Blog Post

04. MOOCs and LMX? Surveying the Intersections Between Massive Open Online Courses and Leader-­Member Exchange Theory

How does leadership intersect with massive open online courses (MOOCs)? I begin this entry by sharing that I dated MOOCs before my decision to marry blended learning in my research. That being said, I still have a warm place in my heart for the platform I consider to be an excellent way for institutions to showcase faculty and course content on a global stage. As a leadership studies scholar I have spent the lion's share of my doctoral program analyzing the ways blended learning and MOOCs intersect with leadership theory and practice...or if they do at all. Below is a segment of work I conducted around the idea that massive open online courses may include a leader-member exchange even with the extraordinary faculty/student ratios, seeming lack of formal authority and accountability, and distance between the "leader" in this case faculty, and the "followers" in this case students.   

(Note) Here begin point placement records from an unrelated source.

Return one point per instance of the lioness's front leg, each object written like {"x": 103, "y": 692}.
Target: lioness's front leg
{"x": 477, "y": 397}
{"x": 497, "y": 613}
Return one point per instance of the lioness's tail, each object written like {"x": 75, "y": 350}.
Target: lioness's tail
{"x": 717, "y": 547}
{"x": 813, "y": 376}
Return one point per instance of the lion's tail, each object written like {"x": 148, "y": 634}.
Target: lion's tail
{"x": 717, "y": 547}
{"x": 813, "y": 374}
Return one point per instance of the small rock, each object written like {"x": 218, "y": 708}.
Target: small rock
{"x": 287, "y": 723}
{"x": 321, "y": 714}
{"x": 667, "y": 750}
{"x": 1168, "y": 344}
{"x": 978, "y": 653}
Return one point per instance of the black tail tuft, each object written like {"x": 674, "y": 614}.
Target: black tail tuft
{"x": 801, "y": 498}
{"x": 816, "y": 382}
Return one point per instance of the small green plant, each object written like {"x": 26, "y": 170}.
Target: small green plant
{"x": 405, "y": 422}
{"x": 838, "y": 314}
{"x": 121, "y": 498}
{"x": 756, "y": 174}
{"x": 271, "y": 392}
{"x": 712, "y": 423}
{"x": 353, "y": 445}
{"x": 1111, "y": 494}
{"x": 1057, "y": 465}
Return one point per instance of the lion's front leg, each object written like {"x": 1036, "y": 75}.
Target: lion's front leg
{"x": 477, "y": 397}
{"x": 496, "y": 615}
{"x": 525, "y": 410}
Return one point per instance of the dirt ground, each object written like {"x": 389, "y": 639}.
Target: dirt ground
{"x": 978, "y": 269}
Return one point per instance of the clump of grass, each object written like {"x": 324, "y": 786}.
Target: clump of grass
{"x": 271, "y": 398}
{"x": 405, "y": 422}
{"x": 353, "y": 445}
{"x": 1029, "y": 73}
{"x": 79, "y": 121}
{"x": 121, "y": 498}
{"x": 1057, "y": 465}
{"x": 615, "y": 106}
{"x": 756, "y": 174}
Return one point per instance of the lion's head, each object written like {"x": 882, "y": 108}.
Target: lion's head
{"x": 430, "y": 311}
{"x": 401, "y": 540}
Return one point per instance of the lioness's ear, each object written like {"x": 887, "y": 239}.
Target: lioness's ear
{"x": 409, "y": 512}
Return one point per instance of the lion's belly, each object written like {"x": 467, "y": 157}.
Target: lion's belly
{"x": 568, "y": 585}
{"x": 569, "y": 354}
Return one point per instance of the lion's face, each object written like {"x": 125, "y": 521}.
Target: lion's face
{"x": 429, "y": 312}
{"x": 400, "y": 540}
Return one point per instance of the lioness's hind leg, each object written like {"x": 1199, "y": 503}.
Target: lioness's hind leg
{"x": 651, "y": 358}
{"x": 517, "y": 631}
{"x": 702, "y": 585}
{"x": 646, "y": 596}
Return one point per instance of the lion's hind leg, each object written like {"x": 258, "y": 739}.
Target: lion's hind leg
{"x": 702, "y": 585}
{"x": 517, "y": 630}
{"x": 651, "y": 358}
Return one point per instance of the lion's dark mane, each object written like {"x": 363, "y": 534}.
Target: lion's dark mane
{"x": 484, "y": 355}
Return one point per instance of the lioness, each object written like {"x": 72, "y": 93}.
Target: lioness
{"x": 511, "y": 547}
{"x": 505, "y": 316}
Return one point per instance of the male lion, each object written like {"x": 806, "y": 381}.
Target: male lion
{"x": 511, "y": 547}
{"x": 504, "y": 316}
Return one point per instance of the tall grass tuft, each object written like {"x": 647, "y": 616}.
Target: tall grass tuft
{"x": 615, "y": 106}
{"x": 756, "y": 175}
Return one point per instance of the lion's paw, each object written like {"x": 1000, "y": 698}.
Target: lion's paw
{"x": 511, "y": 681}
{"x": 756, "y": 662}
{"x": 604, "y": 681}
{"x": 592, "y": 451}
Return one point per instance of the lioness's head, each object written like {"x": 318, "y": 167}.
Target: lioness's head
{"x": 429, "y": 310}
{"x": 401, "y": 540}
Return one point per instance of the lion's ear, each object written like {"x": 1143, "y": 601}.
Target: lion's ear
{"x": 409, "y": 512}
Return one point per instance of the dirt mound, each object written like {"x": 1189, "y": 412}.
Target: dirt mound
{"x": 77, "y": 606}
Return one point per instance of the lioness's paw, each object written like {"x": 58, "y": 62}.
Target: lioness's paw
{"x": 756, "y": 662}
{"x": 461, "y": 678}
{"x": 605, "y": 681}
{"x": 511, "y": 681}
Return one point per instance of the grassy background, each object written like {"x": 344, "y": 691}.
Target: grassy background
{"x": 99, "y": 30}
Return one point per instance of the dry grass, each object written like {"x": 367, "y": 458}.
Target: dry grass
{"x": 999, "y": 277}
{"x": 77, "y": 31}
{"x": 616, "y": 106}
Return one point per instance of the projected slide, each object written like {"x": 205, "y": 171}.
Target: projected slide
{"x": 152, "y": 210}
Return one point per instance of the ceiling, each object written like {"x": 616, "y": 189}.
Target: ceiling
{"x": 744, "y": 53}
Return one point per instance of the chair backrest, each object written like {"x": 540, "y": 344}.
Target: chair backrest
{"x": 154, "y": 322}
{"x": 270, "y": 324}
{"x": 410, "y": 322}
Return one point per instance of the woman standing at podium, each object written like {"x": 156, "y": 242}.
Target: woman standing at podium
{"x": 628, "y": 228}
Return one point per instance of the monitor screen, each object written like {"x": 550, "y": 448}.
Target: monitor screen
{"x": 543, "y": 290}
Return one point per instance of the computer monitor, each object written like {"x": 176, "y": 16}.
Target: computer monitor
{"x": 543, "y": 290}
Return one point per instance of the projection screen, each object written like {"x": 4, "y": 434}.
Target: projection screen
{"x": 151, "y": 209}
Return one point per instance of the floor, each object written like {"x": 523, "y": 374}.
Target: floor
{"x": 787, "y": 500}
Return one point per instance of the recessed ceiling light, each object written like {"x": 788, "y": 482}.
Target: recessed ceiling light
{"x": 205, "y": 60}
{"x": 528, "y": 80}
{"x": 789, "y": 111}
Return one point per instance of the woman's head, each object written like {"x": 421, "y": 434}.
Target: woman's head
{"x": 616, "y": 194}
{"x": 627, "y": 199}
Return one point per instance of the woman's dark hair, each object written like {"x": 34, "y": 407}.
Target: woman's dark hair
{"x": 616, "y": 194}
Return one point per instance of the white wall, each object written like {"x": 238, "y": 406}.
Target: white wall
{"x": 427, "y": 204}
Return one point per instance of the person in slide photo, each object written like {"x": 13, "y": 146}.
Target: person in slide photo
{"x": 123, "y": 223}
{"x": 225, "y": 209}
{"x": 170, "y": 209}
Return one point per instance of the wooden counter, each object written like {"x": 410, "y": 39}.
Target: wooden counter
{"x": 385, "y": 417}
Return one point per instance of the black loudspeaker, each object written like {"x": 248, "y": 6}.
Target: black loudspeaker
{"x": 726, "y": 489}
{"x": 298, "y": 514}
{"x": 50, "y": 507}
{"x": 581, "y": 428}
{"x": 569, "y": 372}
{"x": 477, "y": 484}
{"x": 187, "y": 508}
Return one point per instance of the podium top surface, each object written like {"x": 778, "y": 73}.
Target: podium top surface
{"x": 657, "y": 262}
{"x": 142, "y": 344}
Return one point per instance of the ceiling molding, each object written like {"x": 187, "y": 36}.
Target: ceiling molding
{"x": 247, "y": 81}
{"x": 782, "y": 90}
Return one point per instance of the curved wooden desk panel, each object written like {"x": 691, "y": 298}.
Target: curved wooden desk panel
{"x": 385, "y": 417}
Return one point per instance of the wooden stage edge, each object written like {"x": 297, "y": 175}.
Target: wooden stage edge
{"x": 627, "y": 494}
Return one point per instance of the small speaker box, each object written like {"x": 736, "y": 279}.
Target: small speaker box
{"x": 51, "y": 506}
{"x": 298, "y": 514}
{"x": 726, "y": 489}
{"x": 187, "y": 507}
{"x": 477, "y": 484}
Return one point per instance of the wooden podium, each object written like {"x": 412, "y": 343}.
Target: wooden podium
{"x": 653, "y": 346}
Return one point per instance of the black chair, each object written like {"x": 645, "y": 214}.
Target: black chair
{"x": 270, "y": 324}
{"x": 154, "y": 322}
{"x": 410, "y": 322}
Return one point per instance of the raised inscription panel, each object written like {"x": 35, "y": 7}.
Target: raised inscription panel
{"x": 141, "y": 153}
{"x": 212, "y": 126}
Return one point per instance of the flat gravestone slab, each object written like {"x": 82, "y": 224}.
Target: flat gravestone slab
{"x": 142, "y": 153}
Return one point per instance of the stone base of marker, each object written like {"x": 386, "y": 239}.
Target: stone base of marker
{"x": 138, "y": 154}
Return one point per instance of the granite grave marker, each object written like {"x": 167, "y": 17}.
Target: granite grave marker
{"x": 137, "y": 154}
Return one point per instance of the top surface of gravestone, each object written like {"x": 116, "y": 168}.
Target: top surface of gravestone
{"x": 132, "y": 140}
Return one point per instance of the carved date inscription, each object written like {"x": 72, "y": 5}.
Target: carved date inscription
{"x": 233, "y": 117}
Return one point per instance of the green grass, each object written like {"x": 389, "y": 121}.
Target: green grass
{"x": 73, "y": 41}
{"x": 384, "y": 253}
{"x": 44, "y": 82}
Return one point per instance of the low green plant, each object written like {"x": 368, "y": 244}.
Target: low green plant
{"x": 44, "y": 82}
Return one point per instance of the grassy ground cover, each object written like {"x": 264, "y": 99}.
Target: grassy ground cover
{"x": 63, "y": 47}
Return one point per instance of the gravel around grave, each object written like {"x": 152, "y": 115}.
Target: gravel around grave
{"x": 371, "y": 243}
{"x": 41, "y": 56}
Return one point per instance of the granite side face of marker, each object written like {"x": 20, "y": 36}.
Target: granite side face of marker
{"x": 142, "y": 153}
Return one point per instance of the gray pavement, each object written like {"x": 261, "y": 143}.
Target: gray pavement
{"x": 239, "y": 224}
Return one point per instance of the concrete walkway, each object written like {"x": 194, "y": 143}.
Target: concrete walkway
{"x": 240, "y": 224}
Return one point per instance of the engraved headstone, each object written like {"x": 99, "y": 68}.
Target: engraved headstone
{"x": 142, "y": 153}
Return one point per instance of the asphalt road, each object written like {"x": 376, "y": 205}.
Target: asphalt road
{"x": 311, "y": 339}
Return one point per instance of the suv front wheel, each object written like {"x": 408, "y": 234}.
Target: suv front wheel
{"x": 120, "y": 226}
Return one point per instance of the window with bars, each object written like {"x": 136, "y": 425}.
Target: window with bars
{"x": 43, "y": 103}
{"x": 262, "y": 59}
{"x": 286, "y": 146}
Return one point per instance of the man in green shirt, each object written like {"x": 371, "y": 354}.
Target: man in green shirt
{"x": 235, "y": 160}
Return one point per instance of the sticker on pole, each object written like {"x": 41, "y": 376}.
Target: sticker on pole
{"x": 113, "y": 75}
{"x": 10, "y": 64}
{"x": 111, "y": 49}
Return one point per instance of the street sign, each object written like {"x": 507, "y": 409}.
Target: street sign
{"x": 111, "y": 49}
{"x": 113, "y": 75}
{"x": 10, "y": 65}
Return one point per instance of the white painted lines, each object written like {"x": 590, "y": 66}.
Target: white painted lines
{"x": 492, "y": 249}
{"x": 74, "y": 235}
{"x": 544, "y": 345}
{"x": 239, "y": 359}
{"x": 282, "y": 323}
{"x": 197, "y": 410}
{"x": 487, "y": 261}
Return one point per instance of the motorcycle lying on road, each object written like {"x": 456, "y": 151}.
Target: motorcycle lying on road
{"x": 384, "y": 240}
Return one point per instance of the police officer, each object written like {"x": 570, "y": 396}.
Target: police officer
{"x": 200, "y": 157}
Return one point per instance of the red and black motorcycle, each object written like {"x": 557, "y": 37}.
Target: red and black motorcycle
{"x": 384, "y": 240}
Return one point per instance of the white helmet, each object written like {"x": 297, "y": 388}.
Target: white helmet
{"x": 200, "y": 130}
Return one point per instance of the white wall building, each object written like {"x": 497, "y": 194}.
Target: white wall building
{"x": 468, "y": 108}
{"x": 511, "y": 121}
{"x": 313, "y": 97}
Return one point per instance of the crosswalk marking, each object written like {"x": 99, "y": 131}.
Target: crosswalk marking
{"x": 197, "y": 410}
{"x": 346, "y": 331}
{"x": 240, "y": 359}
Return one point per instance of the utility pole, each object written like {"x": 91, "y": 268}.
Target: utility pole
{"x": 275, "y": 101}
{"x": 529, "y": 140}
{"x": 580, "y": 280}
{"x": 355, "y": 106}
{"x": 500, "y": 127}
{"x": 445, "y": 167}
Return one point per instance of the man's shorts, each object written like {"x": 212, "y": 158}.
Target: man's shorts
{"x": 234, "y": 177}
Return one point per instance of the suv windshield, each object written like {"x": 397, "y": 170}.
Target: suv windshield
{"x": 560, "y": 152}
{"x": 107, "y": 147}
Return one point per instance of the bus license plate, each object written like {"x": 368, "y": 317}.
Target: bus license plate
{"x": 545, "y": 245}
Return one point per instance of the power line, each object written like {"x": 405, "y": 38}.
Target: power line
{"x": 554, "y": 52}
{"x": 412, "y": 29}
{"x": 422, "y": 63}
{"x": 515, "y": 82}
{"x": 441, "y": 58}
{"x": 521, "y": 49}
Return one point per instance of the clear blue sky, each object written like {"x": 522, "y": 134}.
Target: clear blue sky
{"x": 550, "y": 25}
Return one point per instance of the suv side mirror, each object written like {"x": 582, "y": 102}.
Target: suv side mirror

Massive open online courses (MOOCs) exploded in 2012 with more than 100 courses serving 200,000 students in over 1,400 cities worldwide (Pappano, 2012). Early research from classroom assessments to cost-benefit analyses illustrate varied outcomes for this global technological shift in higher education. Researchers and institutions are quickly mobilizing in response to the call for education taking new shape, while simultaneously holding the academy accountable to the standards that make higher education a unique relationship between professor and student.
Leader-Member Exchange Theory (LMX), or in its early form, Vertical Dyad Linkage Theory (VDL) make these new professor and student relationships challenging. The theories state that favorable relationships rely upon similarities between leader and subordinate values and attitudes (Yukl, 2012). When the online classroom course ratio is one instructor, or leader, to 120,000 students, or subordinates, one questions how that leader would develop the theory’s recommended and unique exchanges with each subordinate (Graen & Uhl-Bien, 1995). This is where the broader social analysis of LMX moves into the discussion. As higher education delivery methods evolve, so too do the theories supporting the process.
The emergent nature of MOOCs within the field of higher education provides multiple opportunities to view the discipline under the leadership lenses that have developed over time. Viewing massive open online courses through leader-member exchange theory highlights the spaces where these new digital educational models and theoretical frameworks connect. The literature includes distinctions between branded MOOC platforms and a focus upon the intricacies of a concept largely communicated as one, uniform entity. This analysis also works through leader-member exchange theory and recent evolutions in the theory, moving towards social group applications (Sparrowe & Liden, 1997).
One example of a space where an educator is trying to enact the LMX individualized exchange within the MOOC teaching universe is Scott Plous, a professor at Wesleyan University. The psychology professor, teaching 70,000 students, is interested in learning how students who are homicidal or suicidal can be identified while they reside in a learning environment on the massive open online platform. Plous asks specifically, if a student is posting messages over an anonymous title and email address, how can professors offer interventions (Rivard, 2013).
The example above is one illustration of the collision between the traditional higher education model, complete with a strong undergirding of structured student service offerings, and the new MOOC structure, which is still evolving. Analyzing the massive open online course literature, to understand the respective structures and operations, and simultaneously researching leader-member exchange theories, represents the first time these two bodies of literature intentionally and independently reside in the same space. As the literature and primary research develop, I hope that we see more Cathy Davidsons in the mainstream press than primary citations from the New York times...though I am pleased to see that someone out there is covering this beat.  
If you are interested in the paper that explores these concepts I will gladly share the preliminary literature research. The paper does two things. First, the paper provides an overview of what MOOCs are, and how they function and then the literature turns to leadership theory to understand the development of relationship-based leadership, from Vertical Dyad Linkage Theory to Leader-Member Exchange, and onward to emergent relationship-based leadership work.
Graen, G. B., & Uhl-Bien, M. (1995). Relationship-based approach to leadership: Development of Leader-Member Exchange (LMX) Theory of Leadership over 25
years: applying a multi-level multi-domain perspective. Leadership Quarterly, 6 (2), 219-247.
Pappano, L. (2012, November, 2). The year of the MOOC. The New York Times. Retrieved from
Rivard, R. (2013). Dangerous and possibly anonymous. Inside Higher Ed. Retrieved from
Sparrowe, R. T., & Liden, R. C. (1997). Process and structure in leader-member exchange. Academy of Management Review, 22(2), 522-552.
Yukl, G. (2010). Leadership in organizations. Upper Saddle River, NJ: Prentice Hall.